Lastly, find others imitating Christ well and imitate them.

This is Paul’s final exhortation. And this exhortation shows us that glorifying God is not a simple formula to figure out. It is something to be lived and something we are to grow in. Brothers and sisters, we have so many people in this church that we can look to and say, “I want to imitate them as they imitate Christ.” Obviously, don’t make that person the end all be all of your discipleship. Christ is the one to whom we ultimately look, but that should not stop us from learning from each other. In some churches there is cult of personality around certain figures that is unhealthy. There are pastors who can seemingly do no wrong. I am happy to report that I must keep you blissfully aware of my faults—I know this because you keep me blissfully aware of them! While the cult of personality may be a real issue in some churches, that is not what I am concerned about with us. I am more concerned that we will be too suspicious and competitive with each other. When you look around and you see someone worth imitating, instead of admiring and seeking to imitate that person, you may feel a sense of competitive disdain. This is the sickness of selfishness. We feel like if we honor someone by seeking to openly imitate them, then we are inherently dishonored. Brothers and sisters, that is worldly thinking. We are given to each other to help build one another up, not tear each other down. We are not in a contest to earn accolades over one another. That is how the world works and we so often imitate the world in this manner. We kick against the goads by competing with those who are meant to help us. This reality has rung home for me over the past few weeks as I have watched Eli play t-ball. The concept of being a mutually edifying team is pretty far from the minds of kids playing t-ball, and you can tell this anytime that they are on defense. When the ball is hit, every single kid—regardless of where they are on the field—rushes toward the ball. They knock each other down, steal the ball from each other, and this happens all while the batter saunters toward first base. We may laugh at this, but the foundation of these actions are found in our own hearts whenever we refuse to be humble learners. We have to be the one’s who make the play; we have to be the one’s who are cheered. This way of thinking is opposed to Christ and his ways.
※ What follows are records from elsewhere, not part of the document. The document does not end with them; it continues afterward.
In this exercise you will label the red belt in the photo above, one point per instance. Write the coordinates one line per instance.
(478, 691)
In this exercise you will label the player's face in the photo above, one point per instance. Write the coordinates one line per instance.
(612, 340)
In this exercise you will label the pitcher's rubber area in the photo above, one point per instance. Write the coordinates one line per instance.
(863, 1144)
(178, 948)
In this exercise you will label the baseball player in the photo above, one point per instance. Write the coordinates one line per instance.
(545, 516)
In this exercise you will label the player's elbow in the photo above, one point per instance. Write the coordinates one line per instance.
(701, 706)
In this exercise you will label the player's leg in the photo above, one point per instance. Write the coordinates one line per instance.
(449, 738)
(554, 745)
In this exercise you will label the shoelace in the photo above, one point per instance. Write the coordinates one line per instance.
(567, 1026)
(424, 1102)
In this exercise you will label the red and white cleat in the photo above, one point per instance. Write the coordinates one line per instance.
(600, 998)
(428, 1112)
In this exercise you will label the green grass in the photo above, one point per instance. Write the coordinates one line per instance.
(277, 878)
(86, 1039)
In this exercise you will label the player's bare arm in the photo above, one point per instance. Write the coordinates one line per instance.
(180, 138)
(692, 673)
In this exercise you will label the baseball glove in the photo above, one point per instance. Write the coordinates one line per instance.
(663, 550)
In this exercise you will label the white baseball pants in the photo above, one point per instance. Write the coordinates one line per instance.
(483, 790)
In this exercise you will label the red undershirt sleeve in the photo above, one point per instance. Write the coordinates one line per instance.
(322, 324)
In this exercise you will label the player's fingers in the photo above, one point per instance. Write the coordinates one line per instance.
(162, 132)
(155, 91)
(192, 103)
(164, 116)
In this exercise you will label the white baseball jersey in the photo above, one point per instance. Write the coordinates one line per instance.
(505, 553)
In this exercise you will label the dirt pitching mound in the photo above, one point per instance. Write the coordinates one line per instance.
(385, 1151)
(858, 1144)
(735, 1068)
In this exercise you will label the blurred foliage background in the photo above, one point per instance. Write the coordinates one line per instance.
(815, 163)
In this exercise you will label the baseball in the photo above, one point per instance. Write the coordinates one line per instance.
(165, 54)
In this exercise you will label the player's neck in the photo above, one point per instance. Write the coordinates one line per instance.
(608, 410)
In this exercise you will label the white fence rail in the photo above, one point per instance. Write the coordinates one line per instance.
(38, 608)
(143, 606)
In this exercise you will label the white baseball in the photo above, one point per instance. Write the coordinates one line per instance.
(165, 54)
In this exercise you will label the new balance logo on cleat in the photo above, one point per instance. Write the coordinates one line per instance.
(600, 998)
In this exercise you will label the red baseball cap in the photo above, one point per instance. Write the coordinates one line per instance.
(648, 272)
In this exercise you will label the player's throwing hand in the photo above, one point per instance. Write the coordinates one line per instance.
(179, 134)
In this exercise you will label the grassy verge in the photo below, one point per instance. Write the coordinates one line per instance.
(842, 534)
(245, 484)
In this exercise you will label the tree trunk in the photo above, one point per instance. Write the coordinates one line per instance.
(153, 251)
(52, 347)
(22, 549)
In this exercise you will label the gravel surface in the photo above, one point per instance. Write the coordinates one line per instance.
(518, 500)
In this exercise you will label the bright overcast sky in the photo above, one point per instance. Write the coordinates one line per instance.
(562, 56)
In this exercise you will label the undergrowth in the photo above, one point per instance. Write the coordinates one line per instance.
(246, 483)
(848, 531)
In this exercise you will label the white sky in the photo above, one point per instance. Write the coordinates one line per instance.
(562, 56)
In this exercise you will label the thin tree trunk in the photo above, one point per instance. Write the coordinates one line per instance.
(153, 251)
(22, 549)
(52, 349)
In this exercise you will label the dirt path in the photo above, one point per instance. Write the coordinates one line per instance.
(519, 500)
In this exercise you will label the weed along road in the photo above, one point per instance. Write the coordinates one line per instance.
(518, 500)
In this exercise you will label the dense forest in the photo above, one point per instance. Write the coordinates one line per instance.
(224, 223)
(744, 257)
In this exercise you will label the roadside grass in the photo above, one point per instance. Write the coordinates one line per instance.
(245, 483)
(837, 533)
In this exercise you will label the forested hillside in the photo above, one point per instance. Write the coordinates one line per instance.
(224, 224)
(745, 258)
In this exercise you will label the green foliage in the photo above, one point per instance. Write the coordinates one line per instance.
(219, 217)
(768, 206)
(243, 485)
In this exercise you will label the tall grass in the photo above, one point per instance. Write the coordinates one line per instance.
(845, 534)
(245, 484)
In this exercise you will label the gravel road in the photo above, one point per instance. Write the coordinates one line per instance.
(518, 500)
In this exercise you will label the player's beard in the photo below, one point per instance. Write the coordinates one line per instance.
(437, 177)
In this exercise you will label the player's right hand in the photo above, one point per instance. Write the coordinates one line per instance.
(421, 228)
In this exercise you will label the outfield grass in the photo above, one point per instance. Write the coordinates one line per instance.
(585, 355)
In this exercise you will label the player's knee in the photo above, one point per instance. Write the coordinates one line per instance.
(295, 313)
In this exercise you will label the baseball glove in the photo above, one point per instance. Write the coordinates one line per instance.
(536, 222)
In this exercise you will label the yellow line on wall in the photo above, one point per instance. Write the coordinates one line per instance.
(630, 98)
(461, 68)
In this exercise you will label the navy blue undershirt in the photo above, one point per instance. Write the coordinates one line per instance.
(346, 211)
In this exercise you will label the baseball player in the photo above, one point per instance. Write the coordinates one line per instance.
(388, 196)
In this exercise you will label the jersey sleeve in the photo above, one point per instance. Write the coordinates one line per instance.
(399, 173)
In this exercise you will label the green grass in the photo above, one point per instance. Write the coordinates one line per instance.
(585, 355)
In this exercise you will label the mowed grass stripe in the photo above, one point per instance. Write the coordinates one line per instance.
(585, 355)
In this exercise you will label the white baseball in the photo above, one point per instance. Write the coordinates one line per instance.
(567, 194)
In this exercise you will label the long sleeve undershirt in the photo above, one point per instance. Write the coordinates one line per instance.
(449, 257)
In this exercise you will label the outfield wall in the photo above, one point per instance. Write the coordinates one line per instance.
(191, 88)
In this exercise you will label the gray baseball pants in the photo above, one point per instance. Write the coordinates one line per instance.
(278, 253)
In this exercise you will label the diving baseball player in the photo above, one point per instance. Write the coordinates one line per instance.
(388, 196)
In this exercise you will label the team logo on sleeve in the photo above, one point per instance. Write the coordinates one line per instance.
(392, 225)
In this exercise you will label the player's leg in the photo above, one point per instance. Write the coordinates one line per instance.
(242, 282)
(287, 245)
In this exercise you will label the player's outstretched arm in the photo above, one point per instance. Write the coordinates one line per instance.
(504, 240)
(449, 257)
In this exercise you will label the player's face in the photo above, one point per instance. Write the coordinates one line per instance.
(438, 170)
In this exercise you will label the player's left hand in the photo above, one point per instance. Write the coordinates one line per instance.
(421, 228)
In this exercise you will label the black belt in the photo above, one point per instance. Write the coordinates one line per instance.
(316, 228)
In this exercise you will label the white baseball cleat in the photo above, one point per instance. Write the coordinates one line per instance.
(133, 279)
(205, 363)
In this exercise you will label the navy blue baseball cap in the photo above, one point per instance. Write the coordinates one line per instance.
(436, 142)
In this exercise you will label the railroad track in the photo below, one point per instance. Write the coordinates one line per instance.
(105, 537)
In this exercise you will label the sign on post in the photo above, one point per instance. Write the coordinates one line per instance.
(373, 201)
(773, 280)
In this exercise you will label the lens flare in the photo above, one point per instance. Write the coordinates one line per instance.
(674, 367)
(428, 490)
Pursue God’s Glory By Pursuing Christ

You know, I can only be like Jesus and love my brother and others in the world as he does if I have my eyes set on him. It is an incredible reality that in the Old Testament you see this reality: when an unclean person touches another person, the uncleanness spreads. But when Jesus touches a leper, his leprosy disappears. He is clean. Letting love for others trump your knowledge, freedom, and rights seems impossible. We are infected by selfishness all the time. We think we cannot live to advantage other because everyone else is simply living for themselves. But not Jesus. Never Jesus. He is man, but not mere man. He is God who has come to give to us. Set your eyes on him to receive again and again. And you will find that you can love as he loves. You will find that you can imitate him because he gives you all that you need to follow him.